At a high level meeting on the future of vocational education and training (VET) in Turin on 23 June, Undersecretary of Labour Luigi Bobba said that Italy has embarked on a process to bring the world of education closer to that of employment by promoting work-based learning and closer cooperation between school systems and labour market needs and economic growth.

The conference brought together employers, trade unions, teachers and policy-makers from education and the labour market, experts in VET, ISFOL officers as well as high political figures from the regions of Piedmont, Puglia and Lombardy and the national scene. 

Fondazione della Scuola and Associazione TREELLLE jointly support a roadmap for a reform system in initial VET at national and regional levels based on quality assurance, qualifications based on learning outcomes, work-based learning and labour market needs, recognised certification across the national territory and more structured social partner participation in the design and execution of educational programmes.

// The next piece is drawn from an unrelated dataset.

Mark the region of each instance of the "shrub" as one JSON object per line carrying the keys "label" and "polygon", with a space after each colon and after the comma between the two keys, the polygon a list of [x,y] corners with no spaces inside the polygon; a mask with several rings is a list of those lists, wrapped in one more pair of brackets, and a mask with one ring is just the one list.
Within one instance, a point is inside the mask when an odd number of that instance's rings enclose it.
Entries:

In his speech, Cedefop Director James Calleja said that European VET's key challenge is to recover 70 million low-skilled adults who may have abandoned education and therefore lifelong learning as a result of one-size-fits all systems of education.

Mr Calleja spoke about four overarching questions: problems facing Member States in VET, the issues at stake, the preferred solutions and the expected benefits if solutions are applied to VET reform.

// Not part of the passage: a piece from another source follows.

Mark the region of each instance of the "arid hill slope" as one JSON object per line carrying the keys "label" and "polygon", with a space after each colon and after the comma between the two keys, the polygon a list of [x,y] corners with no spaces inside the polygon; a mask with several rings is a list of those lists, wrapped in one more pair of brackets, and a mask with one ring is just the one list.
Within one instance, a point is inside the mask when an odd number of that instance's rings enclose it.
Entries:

VET's image across EU Member States continues to suffer. But European initiatives that started with the Copenhagen process should lead to attractiveness of systems of education and training based on quality, transparency and relevance to employment. There are increasing targeted objectives through the Riga Conclusions and the New skills agenda for Europe initiative which Commissioner Thyssen launched earlier this month. Both provide platform for VET reform, upskilling and reskilling of the workforce and a more focused service to European citizens to plan their education and training and achieve better guidance to preferred careers.

Facts and figures illustrated unemployment’s state-of-play, VET unattractiveness and the need for more work-based learning as a tool to recover young people from unemployment and provide skills for jobs and for life.

The need to bring education and employment closer together was stressed throughout the conference generating debates in a culture where practical learning is still gaining ground.  Mr Calleja said that ‘it is time to walk the talk; reform VET systems to attract learners to lifelong learning, ensure transparency and quality in qualifications, obtain stronger social partners’ participation and aim at employability, a certified workforce and that no one is left behind.’

President of Associazione TREELLLE Attilio Oliva, a former entrepreneur, and VET quality assurance expert at European level Giorgio Allulli presented the new roadmap for a VET system in Italy that diversifies education and training by engaging social partners and setting up nationally agreed quality assurance systems across Italy. In his concluding remarks, former Minister of Education Francesco Profumo said that in planning VET today we will reap the fruit in 2030. There should be a sense of urgency and not complacency to reform VET systems and give a better future to young people.